Heredis for Mac Review

By David A. Fryxell Premium

Anyone who’s ever done genealogy on a Mac will be able to jump right in and start using Heredis, no manual required (though there’s an 89-page PDF user guide, just in case). Fast and easy data entry is a particular point of pride for Heredis, which lets you enter and edit data not only on an ancestor’s “card,” but also in a Family Group Data view. Maps for your ancestors’ places are generated automatically—no more wondering where that village is located. Almost everything, including the toolbar, is customizable. Synchronizing with the optional iOS apps or with Heredis on other Macs, and even PCs, is a snap.
Casual users may stumble, however, over the welter of buttons, arrows and drop-down menus. Do you really need a drop-down for whether an ancestor can sign his own name? Heredis’ French origins also might give you pause, with funny phrasings (“Signs Perhaps”) and awkward translations in the manual (“You have found some photos or copies of acts?”).

File management

Import and export of GEDCOM files is fast and seamless. Heredis is unforgiving about importing sources that don’t follow strict formatting, however, and you may find yourself with a long list of untitled sources.

Charts and multimedia
Heredis produces especially gorgeous charts (purists, in fact, may deem them overdesigned)—ancestor, descendant and hourglass. Once you’ve selected a tree format, it’s easy to customize the text, field styles, pictures and borders. Add multimedia elements—photos, audio, video, document files—with Mac-intuitive drag and drop.
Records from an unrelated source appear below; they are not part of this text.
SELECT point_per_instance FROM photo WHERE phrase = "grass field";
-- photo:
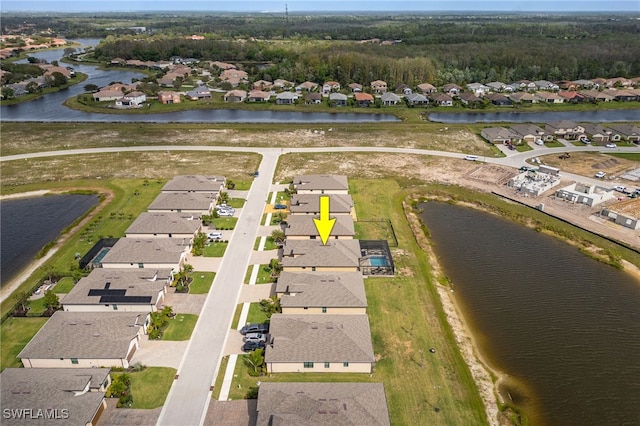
(15, 333)
(180, 327)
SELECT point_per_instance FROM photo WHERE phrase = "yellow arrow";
(324, 225)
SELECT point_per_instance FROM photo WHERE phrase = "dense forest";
(437, 49)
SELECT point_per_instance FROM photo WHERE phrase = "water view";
(562, 326)
(28, 224)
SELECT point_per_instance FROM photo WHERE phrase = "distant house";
(85, 340)
(122, 290)
(149, 253)
(235, 96)
(319, 343)
(168, 98)
(378, 86)
(363, 99)
(338, 99)
(389, 99)
(286, 98)
(321, 184)
(184, 202)
(69, 396)
(346, 404)
(322, 293)
(302, 227)
(312, 255)
(164, 225)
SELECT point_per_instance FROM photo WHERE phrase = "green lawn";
(151, 386)
(15, 333)
(180, 327)
(215, 249)
(65, 285)
(225, 222)
(201, 283)
(264, 275)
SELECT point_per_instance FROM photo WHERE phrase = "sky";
(297, 6)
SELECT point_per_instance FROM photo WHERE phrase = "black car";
(255, 328)
(252, 346)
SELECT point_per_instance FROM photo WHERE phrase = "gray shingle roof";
(337, 253)
(316, 289)
(163, 223)
(183, 201)
(310, 203)
(134, 282)
(147, 250)
(104, 335)
(318, 182)
(52, 388)
(322, 404)
(195, 183)
(320, 338)
(303, 225)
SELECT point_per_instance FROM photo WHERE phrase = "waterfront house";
(53, 396)
(86, 340)
(319, 343)
(306, 403)
(321, 184)
(322, 293)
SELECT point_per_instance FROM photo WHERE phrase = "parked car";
(254, 328)
(255, 337)
(252, 346)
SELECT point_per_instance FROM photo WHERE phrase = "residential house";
(338, 99)
(498, 99)
(86, 340)
(122, 290)
(355, 87)
(195, 183)
(319, 343)
(53, 396)
(321, 293)
(597, 133)
(426, 88)
(530, 133)
(164, 225)
(258, 96)
(478, 89)
(302, 227)
(550, 98)
(441, 99)
(363, 99)
(286, 98)
(198, 93)
(499, 135)
(627, 132)
(321, 184)
(306, 403)
(309, 204)
(168, 98)
(389, 99)
(452, 89)
(235, 95)
(565, 129)
(312, 255)
(184, 202)
(312, 98)
(149, 253)
(416, 99)
(378, 87)
(330, 86)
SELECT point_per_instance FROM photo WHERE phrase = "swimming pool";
(378, 261)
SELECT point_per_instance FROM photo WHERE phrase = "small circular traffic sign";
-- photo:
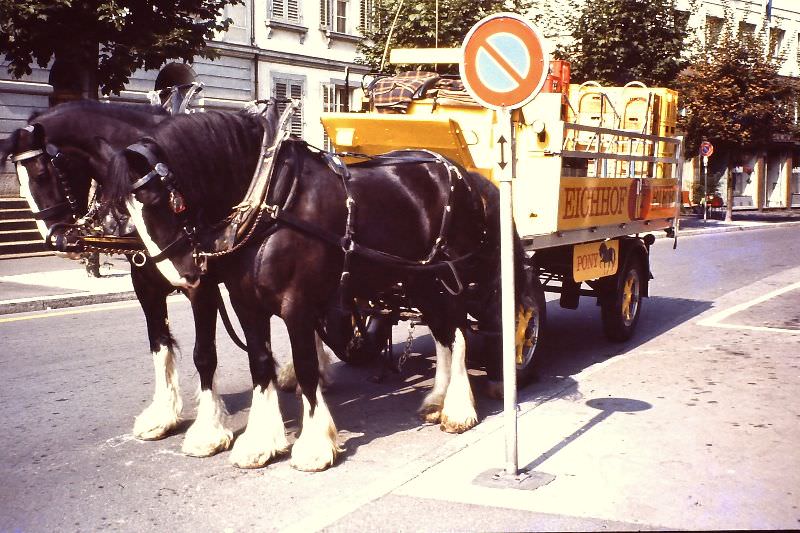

Documentation and publication

Adding and editing sources takes just a few clicks, although Heredis’ tendency to detail may intimidate casual users with fields such as Medium and Call# and a Quality of Data slider. The categorization of source types is quirky, with census records and passenger lists, for example, lumped together under “Namelists.”

You can output customizable books and a variety of reports (called Sheets) to your word processor, but not directly to PDF, RTF or HTML formats. Notably lacking in Heredis’ otherwise powerful and attractive output options is any way to directly generate a family website.
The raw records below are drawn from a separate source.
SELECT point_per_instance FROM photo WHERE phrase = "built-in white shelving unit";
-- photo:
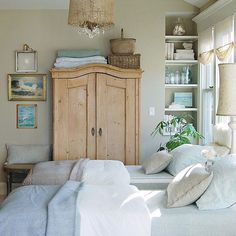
(192, 87)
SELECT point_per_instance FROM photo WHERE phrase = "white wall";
(47, 31)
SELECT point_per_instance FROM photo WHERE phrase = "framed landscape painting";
(27, 87)
(26, 116)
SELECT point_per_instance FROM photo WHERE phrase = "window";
(214, 43)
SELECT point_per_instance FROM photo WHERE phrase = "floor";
(2, 198)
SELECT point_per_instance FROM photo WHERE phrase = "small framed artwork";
(26, 117)
(27, 87)
(26, 61)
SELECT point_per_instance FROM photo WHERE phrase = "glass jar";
(172, 78)
(177, 77)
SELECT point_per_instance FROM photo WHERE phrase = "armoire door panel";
(130, 123)
(81, 119)
(60, 120)
(116, 116)
(80, 112)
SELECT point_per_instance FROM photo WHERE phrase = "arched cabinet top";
(71, 73)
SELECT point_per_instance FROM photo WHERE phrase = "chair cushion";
(188, 185)
(28, 153)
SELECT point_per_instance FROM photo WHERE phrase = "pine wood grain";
(99, 98)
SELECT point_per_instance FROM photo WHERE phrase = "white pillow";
(157, 162)
(222, 190)
(28, 153)
(188, 185)
(50, 173)
(222, 135)
(184, 156)
(188, 154)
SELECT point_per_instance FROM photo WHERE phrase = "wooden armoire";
(96, 113)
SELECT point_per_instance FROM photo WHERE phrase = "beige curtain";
(223, 42)
(206, 51)
(224, 38)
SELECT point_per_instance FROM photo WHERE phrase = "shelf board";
(181, 85)
(181, 62)
(183, 109)
(173, 38)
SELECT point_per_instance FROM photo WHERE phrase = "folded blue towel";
(78, 53)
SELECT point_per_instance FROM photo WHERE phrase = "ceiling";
(197, 3)
(60, 4)
(34, 4)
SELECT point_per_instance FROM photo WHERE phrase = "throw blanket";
(75, 209)
(67, 62)
(78, 53)
(97, 172)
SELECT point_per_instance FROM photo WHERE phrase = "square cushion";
(157, 162)
(188, 185)
(188, 154)
(222, 190)
(28, 153)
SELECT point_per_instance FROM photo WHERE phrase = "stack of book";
(169, 51)
(184, 54)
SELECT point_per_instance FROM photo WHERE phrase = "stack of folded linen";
(75, 58)
(184, 54)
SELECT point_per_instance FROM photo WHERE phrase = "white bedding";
(188, 221)
(152, 181)
(98, 172)
(75, 210)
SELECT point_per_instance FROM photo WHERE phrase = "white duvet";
(75, 209)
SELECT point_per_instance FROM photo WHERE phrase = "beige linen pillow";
(157, 162)
(188, 185)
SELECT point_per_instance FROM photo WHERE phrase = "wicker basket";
(125, 61)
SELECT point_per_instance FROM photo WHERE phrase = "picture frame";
(26, 117)
(26, 61)
(27, 87)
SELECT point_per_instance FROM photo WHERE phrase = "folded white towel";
(79, 59)
(77, 64)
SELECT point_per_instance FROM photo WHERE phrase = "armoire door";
(74, 118)
(116, 119)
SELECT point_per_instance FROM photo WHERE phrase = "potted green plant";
(179, 130)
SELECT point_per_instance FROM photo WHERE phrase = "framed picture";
(26, 117)
(27, 87)
(26, 61)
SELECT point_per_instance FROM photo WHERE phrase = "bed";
(188, 220)
(29, 205)
(144, 181)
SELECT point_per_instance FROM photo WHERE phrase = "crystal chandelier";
(91, 16)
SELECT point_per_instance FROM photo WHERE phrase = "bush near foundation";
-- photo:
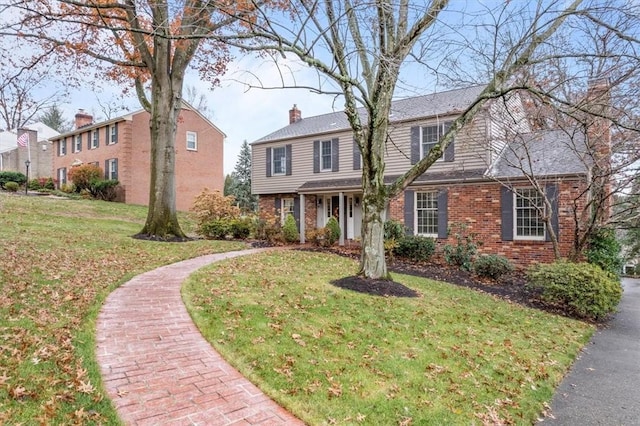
(581, 289)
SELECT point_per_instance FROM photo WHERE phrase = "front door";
(350, 220)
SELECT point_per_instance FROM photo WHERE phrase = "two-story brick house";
(121, 147)
(312, 169)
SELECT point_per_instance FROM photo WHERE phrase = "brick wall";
(478, 206)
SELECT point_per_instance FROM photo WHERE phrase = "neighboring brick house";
(121, 148)
(312, 169)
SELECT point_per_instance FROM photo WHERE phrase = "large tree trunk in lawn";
(162, 220)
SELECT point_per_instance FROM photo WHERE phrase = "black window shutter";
(506, 206)
(415, 144)
(296, 211)
(449, 152)
(316, 156)
(356, 156)
(268, 162)
(443, 226)
(409, 212)
(335, 155)
(551, 192)
(287, 150)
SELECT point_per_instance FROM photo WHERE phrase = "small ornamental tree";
(83, 176)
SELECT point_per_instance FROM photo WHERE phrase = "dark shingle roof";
(432, 105)
(543, 153)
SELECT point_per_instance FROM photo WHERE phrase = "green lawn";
(332, 356)
(59, 259)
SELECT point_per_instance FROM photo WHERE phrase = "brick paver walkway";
(158, 369)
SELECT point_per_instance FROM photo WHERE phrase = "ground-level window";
(286, 208)
(111, 172)
(427, 213)
(528, 206)
(62, 176)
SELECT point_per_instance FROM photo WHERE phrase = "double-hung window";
(192, 141)
(325, 156)
(62, 147)
(94, 139)
(286, 209)
(430, 136)
(427, 213)
(279, 161)
(529, 208)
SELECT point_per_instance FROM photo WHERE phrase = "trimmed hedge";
(581, 289)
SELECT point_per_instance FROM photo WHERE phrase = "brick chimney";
(83, 119)
(294, 114)
(598, 131)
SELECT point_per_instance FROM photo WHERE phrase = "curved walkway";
(158, 369)
(603, 386)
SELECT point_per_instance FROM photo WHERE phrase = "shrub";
(101, 189)
(394, 230)
(83, 176)
(334, 230)
(11, 186)
(16, 177)
(492, 266)
(268, 228)
(462, 253)
(217, 229)
(319, 237)
(290, 229)
(605, 251)
(210, 206)
(582, 289)
(241, 228)
(415, 247)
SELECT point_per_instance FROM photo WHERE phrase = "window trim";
(94, 139)
(283, 162)
(435, 195)
(516, 236)
(441, 131)
(322, 155)
(195, 140)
You can search by name, find duplicates or filter by criteria such as dates of events, relationships, even the cryptically labeled but useful “Figures” (age at death, age at marriage, number of children, etc.). Indexes cover surnames, given names, places, sources, media and oddly, occupations. There’s no built-in searching for data online.

The verdict

Mac lovers who want to customize their programs’ interface exactly their way will appreciate Heredis’ almost overwhelming flexibility, as will genealogists who want to record absolutely everything about their ancestors and sources. Heredis’ right-out-of-the-box, two-way syncing with its free iOS apps and even Heredis on a PC is also a huge draw if you have those gizmos. Beginning researchers and casual users might be put off by the bells and whistles and by Heredis’ foreign feel, as well as the lack of built-in website generating capability.
From the October/November 2012 issue of Family Tree Magazine.